Saeldur looks at Legolas in mild exasperation. "What do you think I did? I told the King only that Lord Naith does not like you and goes out of his way to show it and I thought it was time he did something about it." He pats Legolas on the shoulder. "No more than that, I promise. It appears he agrees with me, judging by his suggestions to Estel."

Estel is frowning. "I cannot, unfortunately, push Lord Naith into Mount Doom."

"I can," Saeldur says, with a hard edge to his voice that makes even Dalamus look at him warily. "If the King has ordered it – or even if he has not –"

"No," Legolas says. "Nobody is pushing anybody into Mount Doom."

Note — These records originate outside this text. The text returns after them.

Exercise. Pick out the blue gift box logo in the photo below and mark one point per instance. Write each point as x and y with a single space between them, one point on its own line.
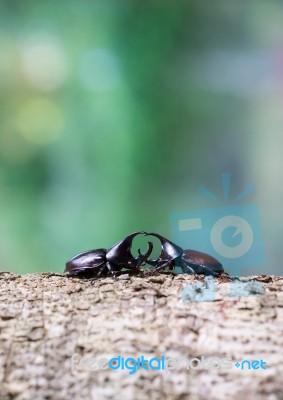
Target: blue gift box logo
231 233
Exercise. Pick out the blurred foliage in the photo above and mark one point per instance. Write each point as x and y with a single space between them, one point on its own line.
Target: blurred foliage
113 113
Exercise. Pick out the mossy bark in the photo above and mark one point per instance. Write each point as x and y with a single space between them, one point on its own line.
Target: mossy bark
50 324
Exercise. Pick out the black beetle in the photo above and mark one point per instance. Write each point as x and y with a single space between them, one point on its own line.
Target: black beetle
190 261
100 262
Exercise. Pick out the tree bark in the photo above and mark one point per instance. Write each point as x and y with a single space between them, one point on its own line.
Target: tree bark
53 328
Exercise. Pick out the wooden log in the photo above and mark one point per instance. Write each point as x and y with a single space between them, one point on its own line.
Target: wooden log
55 329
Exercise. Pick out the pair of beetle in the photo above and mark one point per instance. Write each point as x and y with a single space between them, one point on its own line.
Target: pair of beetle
102 262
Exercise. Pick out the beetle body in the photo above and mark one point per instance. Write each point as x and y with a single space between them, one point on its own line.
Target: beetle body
101 262
190 261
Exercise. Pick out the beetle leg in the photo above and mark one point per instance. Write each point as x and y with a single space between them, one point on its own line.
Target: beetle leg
199 269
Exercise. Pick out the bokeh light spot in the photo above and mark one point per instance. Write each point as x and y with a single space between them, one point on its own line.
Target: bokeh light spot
44 63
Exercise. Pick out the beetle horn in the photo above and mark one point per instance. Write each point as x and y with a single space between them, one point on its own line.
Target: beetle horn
120 253
168 247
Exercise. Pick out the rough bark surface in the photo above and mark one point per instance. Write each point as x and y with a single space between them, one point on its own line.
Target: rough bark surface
50 324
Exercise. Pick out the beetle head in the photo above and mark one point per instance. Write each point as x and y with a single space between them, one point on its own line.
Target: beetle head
120 253
169 252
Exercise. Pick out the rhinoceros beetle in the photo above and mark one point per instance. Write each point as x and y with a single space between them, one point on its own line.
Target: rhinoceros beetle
190 261
101 262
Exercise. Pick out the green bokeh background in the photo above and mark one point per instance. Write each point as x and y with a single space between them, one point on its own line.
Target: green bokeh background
114 113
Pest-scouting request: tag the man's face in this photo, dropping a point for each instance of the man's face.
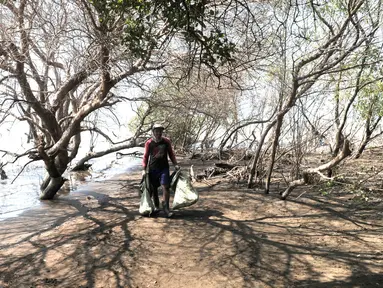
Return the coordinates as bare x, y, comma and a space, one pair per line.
157, 133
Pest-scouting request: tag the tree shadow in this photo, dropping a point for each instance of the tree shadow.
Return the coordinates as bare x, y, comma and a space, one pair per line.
233, 237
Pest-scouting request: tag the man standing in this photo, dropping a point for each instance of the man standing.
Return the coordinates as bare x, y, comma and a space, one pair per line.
157, 150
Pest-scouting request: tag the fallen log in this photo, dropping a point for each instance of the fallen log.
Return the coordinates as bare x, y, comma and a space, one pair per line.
318, 170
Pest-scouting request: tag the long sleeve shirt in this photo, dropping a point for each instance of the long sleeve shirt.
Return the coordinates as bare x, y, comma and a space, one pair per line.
156, 153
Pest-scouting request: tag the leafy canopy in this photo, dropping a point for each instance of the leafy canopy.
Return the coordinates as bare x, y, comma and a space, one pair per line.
152, 25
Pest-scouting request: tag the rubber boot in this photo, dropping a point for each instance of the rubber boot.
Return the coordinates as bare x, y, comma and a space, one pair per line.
166, 209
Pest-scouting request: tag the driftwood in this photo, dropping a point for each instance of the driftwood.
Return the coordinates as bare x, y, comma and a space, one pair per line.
137, 154
318, 170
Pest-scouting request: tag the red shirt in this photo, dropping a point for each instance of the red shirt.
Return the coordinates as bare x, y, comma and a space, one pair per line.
157, 154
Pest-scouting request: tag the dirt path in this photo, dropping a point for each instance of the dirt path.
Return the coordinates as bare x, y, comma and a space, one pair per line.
232, 237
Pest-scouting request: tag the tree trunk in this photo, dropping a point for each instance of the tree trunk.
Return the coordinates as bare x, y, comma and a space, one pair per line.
52, 186
273, 152
254, 164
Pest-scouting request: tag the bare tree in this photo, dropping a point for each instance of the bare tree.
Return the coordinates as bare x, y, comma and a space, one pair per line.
65, 59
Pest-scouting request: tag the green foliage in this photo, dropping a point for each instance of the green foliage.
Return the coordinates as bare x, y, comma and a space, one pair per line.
151, 25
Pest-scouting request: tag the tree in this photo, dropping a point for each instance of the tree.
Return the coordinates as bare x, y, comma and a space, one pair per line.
64, 60
335, 38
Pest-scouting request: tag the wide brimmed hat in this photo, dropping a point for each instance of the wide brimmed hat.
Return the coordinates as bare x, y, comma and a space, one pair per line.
158, 126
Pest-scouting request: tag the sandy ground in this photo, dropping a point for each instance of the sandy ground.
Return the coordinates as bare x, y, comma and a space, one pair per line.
232, 237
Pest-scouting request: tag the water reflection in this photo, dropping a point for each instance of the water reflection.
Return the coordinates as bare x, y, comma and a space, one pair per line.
24, 192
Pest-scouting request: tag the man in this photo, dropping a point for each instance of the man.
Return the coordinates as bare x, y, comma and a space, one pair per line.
157, 150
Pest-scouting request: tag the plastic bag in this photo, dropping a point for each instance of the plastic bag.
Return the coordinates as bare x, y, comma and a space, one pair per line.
146, 203
185, 195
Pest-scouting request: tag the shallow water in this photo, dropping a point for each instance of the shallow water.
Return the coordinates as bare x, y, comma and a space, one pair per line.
23, 193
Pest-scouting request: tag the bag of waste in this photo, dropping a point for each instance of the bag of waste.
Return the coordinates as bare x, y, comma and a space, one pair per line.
184, 193
146, 203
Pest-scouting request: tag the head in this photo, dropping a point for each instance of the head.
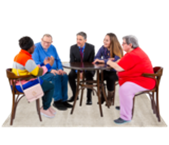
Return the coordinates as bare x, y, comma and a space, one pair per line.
130, 42
26, 43
46, 40
81, 38
112, 42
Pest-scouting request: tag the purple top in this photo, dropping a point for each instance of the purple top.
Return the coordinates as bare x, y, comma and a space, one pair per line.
103, 54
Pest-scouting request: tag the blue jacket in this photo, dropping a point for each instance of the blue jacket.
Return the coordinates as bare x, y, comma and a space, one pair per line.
40, 54
102, 54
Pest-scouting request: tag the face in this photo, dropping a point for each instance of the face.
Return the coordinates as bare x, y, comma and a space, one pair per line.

"I have a better idea," Estel says quickly. "I think even you will approve, Saeldur. Dalamus and his companions," he goes on, smiling at Dalamus, "are now in the employ of the realm of Gondor. I think it is only fair that Lord Naith should cover their wages, since his land will benefit the most from their work. Trust me," he adds. "Lord Naith would probably prefer Mount Doom to parting with any of his money."

Saeldur smiles. "In that case, may I inform him?"

Legolas does not want to imagine what sort of visit Lord Naith will be getting from Saeldur. But Saeldur looks happier than he has in years, and perhaps Lord Naith deserves it.